I’ve spent a lot of time working with organizations that struggle with client retention. As you may have previously read, I’ve morphed a quote about marriage into a selling version. “Account retention is not a noun. It’s a verb. It’s not what you get. It’s what you do”.
Great quote. Remembering the grim statistics about both divorce and major client churn, what is it that you do? What are the important actions to help insure that you retain these treasured assets that deliver huge long-term value? First, communicate consistently and frequently, making certain that your care and attention ring out as clear as a bell. And maintain a culture of mutual respect and common goals, showing by your words and actions that you understand what is most important to your partner and that you’ll never fail to help them achieve what matters to them. And, of course, as those familiar with both marriage and major account relationships will share, you adapt. Things change. Situations evolve. People and organizations shift, sometimes quickly and sometimes slowly. Change, though, is likely the only thing you can count on. So, with major accounts, you must always be aware of where you stand. But what’s more important is your ability to adapt and act on where you stand in every area that matters. For not acting to constantly improve, in both marriage and major account relationships, makes separation simply a matter of time. Complacency has no place in either scenario.

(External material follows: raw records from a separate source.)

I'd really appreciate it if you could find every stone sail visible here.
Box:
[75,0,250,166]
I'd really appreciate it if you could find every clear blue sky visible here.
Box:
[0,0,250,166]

Shifting to the business side, what can you do to increase the likelihood that your major accounts come as close as possible to that “Client for Life” goal? What practical actions can you take? Take a moment and think. Most selling organizations serving major accounts are structured for two scenarios that repeat themselves over and over in the journey of significant client relationships. They are taking advantage of opportunities and fixing delivery problems. Every hour, every day. Rinse, lather, repeat. Of course, reacting quickly to opportunities and problems is very important. But major accounts are marketplaces in and of themselves, ecosystems demanding much more than quick response. Your comprehensive understanding of what matters most to your client is vital. And applying that knowledge to the critical areas of account retention is a survival skill. If you’re not tracking your performance in those areas, constantly gathering information and acting to improve your levels of service, your partnerships are in jeopardy.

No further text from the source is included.